Psychologie wurde irgendwann uninteressant

Der gebürtige Schweizer machte eine kaufmännische Ausbildung bevor er einige Semester unter anderem Psychologie studierte. Letzten Endes verschrieb er sich dem Dasein als Schriftsteller. „Die Psychologie ist irgendwann uninteressant für mich geworden“, erklärte Stamm. „Es geht dabei immer darum, zu verallgemeinern. Dies ist ein Depressiver und dies ein Neurotiker. Dabei ist es viel spannender, einen Menschen persönlich kennenzulernen. Genau das kann ich im Schreiben.“

Start mit unzähligen Unerklärtheiten

Spannende Individuen kreierte er somit in „Die sanfte Gleichgültigkeit der Welt“ mit den Doppelgängern Christoph mit Magdalena und Lena mit Chris. Die Begegnung zweier unbekannter Bekannter beginnt mit unzähligen Unerklärtheiten.

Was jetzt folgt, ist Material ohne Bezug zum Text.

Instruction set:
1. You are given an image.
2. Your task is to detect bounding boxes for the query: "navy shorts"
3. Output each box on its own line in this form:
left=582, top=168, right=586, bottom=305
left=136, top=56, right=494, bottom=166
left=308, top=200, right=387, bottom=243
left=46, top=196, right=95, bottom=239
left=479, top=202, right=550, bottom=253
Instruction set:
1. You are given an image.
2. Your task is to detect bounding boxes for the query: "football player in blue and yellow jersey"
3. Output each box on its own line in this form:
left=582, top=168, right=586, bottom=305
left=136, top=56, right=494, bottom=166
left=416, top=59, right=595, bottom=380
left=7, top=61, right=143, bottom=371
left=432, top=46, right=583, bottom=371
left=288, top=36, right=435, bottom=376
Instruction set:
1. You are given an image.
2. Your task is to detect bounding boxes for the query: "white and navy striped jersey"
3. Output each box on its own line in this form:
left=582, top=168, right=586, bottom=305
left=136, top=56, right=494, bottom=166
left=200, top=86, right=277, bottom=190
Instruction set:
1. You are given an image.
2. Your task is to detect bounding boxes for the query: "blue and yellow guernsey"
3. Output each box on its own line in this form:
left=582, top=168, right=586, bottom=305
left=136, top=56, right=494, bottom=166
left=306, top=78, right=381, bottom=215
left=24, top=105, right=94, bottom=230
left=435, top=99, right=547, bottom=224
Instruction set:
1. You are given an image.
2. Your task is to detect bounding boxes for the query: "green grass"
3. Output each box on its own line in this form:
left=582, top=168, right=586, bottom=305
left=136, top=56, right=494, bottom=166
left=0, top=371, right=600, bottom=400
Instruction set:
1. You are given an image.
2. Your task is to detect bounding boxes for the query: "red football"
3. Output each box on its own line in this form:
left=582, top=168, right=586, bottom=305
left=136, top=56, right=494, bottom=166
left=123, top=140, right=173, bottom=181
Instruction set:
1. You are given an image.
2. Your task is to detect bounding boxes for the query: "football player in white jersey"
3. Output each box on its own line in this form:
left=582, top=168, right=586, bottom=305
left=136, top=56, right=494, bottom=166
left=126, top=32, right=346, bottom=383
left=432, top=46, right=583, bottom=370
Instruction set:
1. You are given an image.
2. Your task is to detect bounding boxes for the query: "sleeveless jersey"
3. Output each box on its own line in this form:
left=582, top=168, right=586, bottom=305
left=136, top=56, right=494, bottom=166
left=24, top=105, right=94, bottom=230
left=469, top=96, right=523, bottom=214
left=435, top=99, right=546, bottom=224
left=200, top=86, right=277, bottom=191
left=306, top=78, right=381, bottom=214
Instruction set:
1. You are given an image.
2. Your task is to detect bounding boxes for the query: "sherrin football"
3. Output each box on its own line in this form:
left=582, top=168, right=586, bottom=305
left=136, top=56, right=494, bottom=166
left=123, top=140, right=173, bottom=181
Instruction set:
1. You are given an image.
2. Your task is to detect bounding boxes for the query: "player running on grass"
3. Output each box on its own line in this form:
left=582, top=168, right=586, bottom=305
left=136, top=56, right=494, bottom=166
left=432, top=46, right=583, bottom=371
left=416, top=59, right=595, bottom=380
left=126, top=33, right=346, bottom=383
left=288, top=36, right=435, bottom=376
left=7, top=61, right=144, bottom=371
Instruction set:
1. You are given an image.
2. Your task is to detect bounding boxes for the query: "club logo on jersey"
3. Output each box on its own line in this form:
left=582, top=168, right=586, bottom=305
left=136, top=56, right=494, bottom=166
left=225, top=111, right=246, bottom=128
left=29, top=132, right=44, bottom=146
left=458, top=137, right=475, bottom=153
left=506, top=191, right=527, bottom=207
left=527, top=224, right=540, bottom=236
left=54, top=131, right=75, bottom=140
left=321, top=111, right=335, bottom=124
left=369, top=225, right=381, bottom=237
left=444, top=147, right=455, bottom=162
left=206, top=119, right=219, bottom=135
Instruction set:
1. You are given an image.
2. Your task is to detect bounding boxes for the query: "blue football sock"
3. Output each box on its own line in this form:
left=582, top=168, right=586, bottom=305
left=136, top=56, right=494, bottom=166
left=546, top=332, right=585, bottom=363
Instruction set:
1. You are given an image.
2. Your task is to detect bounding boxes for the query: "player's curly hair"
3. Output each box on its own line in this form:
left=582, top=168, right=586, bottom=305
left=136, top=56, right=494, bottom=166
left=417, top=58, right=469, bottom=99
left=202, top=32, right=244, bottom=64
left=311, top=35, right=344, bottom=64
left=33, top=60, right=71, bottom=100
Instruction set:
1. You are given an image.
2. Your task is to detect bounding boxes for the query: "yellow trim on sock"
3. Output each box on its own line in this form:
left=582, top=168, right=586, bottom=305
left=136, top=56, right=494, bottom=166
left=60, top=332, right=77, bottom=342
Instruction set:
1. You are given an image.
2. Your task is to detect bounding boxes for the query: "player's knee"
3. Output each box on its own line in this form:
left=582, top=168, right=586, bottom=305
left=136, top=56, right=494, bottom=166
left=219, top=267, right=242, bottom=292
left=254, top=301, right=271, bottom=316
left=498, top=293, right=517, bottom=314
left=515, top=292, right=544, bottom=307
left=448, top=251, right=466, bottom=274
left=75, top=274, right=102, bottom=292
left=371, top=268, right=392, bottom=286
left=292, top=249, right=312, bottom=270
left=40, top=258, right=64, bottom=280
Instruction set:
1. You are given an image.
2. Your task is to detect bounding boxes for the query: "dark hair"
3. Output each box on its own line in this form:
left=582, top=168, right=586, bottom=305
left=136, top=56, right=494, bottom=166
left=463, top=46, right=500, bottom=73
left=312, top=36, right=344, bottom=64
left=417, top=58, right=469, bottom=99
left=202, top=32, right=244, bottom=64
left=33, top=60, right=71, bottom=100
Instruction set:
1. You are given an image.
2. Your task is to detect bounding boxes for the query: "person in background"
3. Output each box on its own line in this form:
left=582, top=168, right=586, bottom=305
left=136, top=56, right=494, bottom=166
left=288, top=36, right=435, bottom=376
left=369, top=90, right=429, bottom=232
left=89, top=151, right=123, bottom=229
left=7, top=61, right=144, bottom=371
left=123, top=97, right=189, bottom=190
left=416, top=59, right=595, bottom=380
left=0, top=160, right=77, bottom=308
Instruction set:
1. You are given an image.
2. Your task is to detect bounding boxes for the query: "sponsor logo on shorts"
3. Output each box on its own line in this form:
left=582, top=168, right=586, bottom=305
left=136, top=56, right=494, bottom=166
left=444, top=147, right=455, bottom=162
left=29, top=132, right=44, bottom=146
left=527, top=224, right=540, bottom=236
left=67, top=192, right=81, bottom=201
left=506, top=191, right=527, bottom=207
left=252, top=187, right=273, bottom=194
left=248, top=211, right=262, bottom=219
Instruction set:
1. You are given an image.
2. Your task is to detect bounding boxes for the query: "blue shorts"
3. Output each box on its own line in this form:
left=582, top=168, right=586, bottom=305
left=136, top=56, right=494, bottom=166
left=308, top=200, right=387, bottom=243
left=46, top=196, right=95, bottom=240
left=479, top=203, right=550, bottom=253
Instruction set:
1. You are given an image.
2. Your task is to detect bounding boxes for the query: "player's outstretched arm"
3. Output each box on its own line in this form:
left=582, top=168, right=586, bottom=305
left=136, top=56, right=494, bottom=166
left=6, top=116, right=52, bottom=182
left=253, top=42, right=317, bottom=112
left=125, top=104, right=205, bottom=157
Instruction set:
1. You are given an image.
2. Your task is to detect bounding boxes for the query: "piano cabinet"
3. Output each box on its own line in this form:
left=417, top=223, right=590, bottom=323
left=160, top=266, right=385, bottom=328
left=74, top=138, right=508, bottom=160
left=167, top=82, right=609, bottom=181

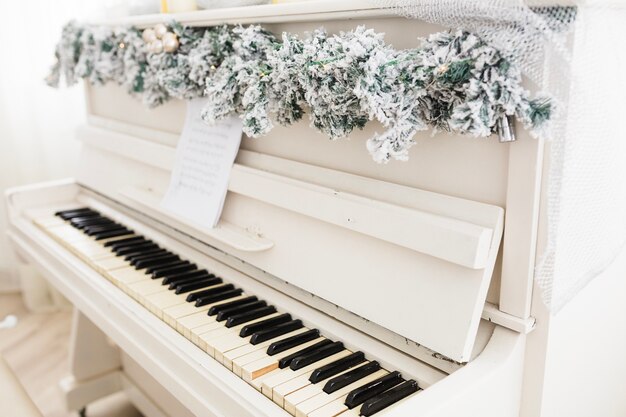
left=7, top=1, right=626, bottom=417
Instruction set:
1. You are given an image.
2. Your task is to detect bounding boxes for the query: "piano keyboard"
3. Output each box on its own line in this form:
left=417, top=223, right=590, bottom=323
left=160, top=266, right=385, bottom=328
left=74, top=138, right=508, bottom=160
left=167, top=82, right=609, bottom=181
left=35, top=208, right=420, bottom=417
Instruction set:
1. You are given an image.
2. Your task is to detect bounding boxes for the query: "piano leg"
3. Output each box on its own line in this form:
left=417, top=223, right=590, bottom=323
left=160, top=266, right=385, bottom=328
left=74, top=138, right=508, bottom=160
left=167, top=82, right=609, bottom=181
left=59, top=309, right=122, bottom=413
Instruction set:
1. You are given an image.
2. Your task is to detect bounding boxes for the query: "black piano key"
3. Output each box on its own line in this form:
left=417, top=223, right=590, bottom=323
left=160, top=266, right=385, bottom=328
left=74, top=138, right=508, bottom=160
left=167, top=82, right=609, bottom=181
left=278, top=339, right=333, bottom=369
left=148, top=261, right=198, bottom=279
left=83, top=223, right=126, bottom=236
left=309, top=352, right=365, bottom=384
left=289, top=342, right=344, bottom=371
left=93, top=229, right=133, bottom=240
left=129, top=249, right=174, bottom=266
left=112, top=242, right=161, bottom=258
left=168, top=275, right=222, bottom=290
left=224, top=306, right=276, bottom=328
left=266, top=329, right=320, bottom=356
left=174, top=278, right=221, bottom=294
left=322, top=361, right=382, bottom=394
left=203, top=288, right=250, bottom=316
left=163, top=269, right=205, bottom=290
left=345, top=371, right=404, bottom=409
left=57, top=209, right=100, bottom=220
left=104, top=236, right=149, bottom=245
left=250, top=320, right=303, bottom=345
left=122, top=245, right=165, bottom=262
left=194, top=288, right=243, bottom=305
left=162, top=269, right=214, bottom=285
left=109, top=238, right=152, bottom=253
left=70, top=216, right=114, bottom=229
left=239, top=313, right=291, bottom=338
left=187, top=277, right=235, bottom=307
left=359, top=379, right=419, bottom=417
left=54, top=207, right=95, bottom=217
left=146, top=256, right=188, bottom=279
left=131, top=253, right=180, bottom=273
left=215, top=300, right=267, bottom=321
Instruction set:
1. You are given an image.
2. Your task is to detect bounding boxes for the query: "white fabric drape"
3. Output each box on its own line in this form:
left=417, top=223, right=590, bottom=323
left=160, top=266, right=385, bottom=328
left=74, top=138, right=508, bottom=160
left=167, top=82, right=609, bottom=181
left=370, top=0, right=626, bottom=313
left=0, top=0, right=95, bottom=290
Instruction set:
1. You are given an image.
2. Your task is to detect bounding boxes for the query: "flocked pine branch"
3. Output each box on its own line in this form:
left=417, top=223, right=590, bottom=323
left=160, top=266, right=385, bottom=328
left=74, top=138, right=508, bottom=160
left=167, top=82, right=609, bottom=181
left=46, top=22, right=554, bottom=162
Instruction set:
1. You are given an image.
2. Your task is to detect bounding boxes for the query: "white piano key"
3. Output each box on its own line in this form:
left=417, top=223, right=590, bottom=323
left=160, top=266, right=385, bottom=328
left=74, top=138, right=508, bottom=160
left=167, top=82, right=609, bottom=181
left=222, top=327, right=309, bottom=371
left=163, top=303, right=210, bottom=326
left=309, top=395, right=352, bottom=417
left=261, top=349, right=352, bottom=398
left=176, top=293, right=248, bottom=339
left=292, top=369, right=388, bottom=417
left=33, top=215, right=67, bottom=229
left=106, top=266, right=151, bottom=286
left=272, top=362, right=358, bottom=408
left=73, top=242, right=115, bottom=261
left=128, top=277, right=168, bottom=300
left=233, top=337, right=326, bottom=382
left=93, top=256, right=129, bottom=272
left=145, top=279, right=229, bottom=318
left=144, top=290, right=187, bottom=319
left=199, top=312, right=281, bottom=357
left=47, top=224, right=93, bottom=242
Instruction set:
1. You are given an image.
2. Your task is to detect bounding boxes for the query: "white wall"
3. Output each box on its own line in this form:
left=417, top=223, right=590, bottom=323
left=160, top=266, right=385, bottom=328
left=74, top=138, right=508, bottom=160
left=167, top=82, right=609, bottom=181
left=521, top=245, right=626, bottom=417
left=0, top=0, right=97, bottom=290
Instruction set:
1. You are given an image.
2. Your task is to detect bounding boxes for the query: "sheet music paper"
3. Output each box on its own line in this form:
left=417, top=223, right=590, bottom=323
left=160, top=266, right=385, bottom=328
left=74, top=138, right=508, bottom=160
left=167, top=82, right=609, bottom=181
left=161, top=99, right=242, bottom=227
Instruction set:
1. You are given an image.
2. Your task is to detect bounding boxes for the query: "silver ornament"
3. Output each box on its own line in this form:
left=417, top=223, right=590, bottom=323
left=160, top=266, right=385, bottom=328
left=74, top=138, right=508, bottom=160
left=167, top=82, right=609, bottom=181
left=163, top=36, right=178, bottom=53
left=497, top=116, right=517, bottom=143
left=154, top=23, right=167, bottom=39
left=148, top=39, right=163, bottom=54
left=141, top=29, right=156, bottom=43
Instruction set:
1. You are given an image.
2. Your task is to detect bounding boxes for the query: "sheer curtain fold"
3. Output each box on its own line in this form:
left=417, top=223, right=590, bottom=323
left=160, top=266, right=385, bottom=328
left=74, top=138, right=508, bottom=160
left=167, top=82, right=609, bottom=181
left=0, top=0, right=96, bottom=291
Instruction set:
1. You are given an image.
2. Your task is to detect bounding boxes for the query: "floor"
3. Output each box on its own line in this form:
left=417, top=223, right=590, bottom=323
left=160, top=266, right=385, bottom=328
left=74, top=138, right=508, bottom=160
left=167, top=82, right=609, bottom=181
left=0, top=294, right=140, bottom=417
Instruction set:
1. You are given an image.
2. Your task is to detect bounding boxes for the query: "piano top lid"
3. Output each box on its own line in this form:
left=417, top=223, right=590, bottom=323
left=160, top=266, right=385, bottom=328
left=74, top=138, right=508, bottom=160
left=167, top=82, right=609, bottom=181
left=67, top=8, right=507, bottom=362
left=77, top=109, right=503, bottom=362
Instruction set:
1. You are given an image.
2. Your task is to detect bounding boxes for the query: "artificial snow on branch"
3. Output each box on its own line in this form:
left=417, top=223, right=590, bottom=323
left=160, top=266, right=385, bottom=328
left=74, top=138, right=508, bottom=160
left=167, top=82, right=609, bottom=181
left=46, top=22, right=554, bottom=162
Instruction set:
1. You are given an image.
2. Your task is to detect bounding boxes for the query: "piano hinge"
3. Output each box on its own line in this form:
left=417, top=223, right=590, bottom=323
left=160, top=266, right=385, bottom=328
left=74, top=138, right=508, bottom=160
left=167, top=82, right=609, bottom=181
left=482, top=303, right=536, bottom=334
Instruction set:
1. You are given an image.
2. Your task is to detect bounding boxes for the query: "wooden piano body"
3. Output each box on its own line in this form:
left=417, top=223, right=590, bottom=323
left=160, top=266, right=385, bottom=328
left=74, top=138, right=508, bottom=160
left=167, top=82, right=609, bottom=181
left=7, top=1, right=625, bottom=417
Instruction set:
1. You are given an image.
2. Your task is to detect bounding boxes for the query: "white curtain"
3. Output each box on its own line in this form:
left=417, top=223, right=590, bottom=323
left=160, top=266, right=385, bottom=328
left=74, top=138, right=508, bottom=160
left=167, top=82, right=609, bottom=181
left=0, top=0, right=98, bottom=291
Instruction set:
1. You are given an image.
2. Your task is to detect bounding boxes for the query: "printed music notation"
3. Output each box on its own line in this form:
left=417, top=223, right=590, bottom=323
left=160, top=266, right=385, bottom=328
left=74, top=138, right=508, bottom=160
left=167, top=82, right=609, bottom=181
left=161, top=99, right=242, bottom=227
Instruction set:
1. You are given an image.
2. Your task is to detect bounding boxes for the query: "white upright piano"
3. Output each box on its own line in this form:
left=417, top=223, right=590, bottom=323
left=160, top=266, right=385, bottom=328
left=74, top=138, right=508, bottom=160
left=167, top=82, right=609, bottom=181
left=7, top=1, right=624, bottom=417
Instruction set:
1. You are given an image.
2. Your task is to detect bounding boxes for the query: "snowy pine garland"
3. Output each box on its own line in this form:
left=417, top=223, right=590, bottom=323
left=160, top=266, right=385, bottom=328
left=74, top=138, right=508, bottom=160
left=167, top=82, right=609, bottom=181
left=47, top=22, right=553, bottom=162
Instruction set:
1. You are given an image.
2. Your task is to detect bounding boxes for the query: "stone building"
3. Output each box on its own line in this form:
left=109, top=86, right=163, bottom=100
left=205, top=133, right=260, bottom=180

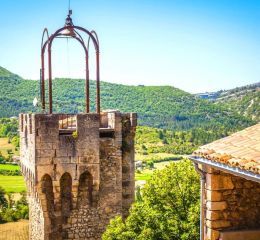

Eine Geschichte in der Geschichte

Ebenso wie sein Debütroman „Agnes“ beinhaltet auch „Die sanfte Gleichgültigkeit der Welt“ eine Geschichte in einer Geschichte, die dann wiederum weitere Texte wie Tagebücher heranzieht. Außerdem eröffnen sich mehrere Zeitebenen. Der Lesende erlebt die gegenwärtige Begegnung zwischen den Protagonisten Christoph und Lena, wird aber immer wieder in Rückblenden hineingeworfen bis irgendwann die Lena der Gegenwart und die Magdalena der Erinnerung in ein und demselben Pronomen „sie“ verschmelzen.

Vom ersten Satz an gefangen

„Ich war vom ersten Satz an gefangen von dem Roman“, berichtete eine Leserin in der Fragerunde im Anschluss. „Allerdings war ich verwirrt über den Inhalt. Jetzt, nach der Lesung, kann ich aber aufhören zu grübeln und die Geschichte einfach genießen.“

Trotz auffälligem hellblauem Hemd nahm sich Peter Stamm eher zurück und stellte seinen Text vollkommen in den Vordergrund. Während dem Lesen suchte er keinen Blickkontakt zum Publikum. Stattdessen legte er eine klare Präsenz in seine sanfte Stimme, die den Einzelnen im lauschenden Publikum anzusprechen vermochte.

Dr. Christian Schenk moderierte den Abend

Moderiert wurde der Abend von Schulleiter Dr. Christian Schenk. Nachdem er Einblicke in Stamms Biographie gab – „Nach Lesereisen in Mexiko, Russland und Iran beehrt uns Peter Stamm nun in Albstadt“ – berichtete er von seiner eigenen ersten Begegnung mit dem Autor. Diese fand bei einer Lesung im Gymnasium Riedlingen statt, wo Schenk sogleich die „bescheiden freundlich reflektierte Art“ des Autors bemerkte.

Stamm schreibt übers Schreiben

Peter Stamm ist ein Schriftsteller, der gerne über das Schreiben schreibt – sowohl in „Agnes“ als auch in „Die sanfte Gleichgültigkeit der Welt“. „Das hat mit dem Zeitgeist zu tun“, erklärte Stamm, „Künstler reflektieren heutzutage über ihre Kunst. Wir erzählen nicht einfach nur Geschichten, das tun inzwischen die Filme. Es geht um die Frage: Was tut man, indem man Geschichten erfindet?“ Während sich in dem neuen Roman viele Anlehnungen an Agnes finden, gibt es einen entscheidenden Unterschied. „Ich wollte, dass dieses Mal die Frau gewinnt. In ‚Agnes‘ gewinnt schließlich der Mann“, erklärte Stamm.